My OH has a cupboard full of drugs that he's not asked for - they're a treatment "regimen" for cancer and include anti-diarrhoea, anti sickness, which are automatically prescribed every month by the oncologist. He's told them he doesn't need them, but apparently "it's cheaper" to continue prescribing them than their time would "cost" to change the prescription.

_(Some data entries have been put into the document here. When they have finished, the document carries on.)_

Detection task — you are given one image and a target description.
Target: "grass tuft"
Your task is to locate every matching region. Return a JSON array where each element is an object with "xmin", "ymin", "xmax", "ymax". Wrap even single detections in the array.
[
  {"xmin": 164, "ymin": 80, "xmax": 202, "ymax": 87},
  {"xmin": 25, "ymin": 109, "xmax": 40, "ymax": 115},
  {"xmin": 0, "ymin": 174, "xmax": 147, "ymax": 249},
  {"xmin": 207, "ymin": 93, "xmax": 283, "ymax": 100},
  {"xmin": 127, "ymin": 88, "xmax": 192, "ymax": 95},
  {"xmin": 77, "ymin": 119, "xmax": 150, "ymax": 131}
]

And they're only the cheap drugs. He's also got a couple of boxes of chemotherapy drugs, one being over £100 per table and the other being £300 per tablet - that's over £7k of tablets. That's because the consultant changed their mind as to the strength of the chemotherapy a few days after he'd picked up that month's prescription and had started taking them. The following week, because of the change in strength, he got another full sack of drugs, not only the expensive chemo ones, but all the others, yet again, i.e. anti sickness, etc.

The staff issuing the prescriptions have no interest in the cost.

user1497207191 · 13/05/2021 10:01

@TheHoneyBadgerIf you're being treated for cancer my advice is go through macmillan who are great at sorting things out whereas trying to get to speak to consultants or get them to action anything yourself is ridiculously hard work.

I agree about how hard it is to deal with the oncologist and the oncology dept, even worse when you end up in that "Bermuda Triangle" when the oncologist tells you to go to the GP for a side effect and then the GP won't deal with it and fobs you off back to the oncologist. Unfortunately, MacMillan nurses aren't really active in our area expect for palliative care.

TheHoneyBadger · 13/05/2021 22:26

Yes user! That's exactly the kind of rubbish my dad's had to deal with ie. the Bermuda Triangle. His GP would refuse to do anything about even totally unconnected health issues because he was under the care of the hospital. Consultant would tell him GP would do x monitoring then GP would say no you need to see them etc. Luckily Macmillan very good here.

Kind of criminal to think of such expensive drugs going to waste - people in poorer countries or America may be desperate for them.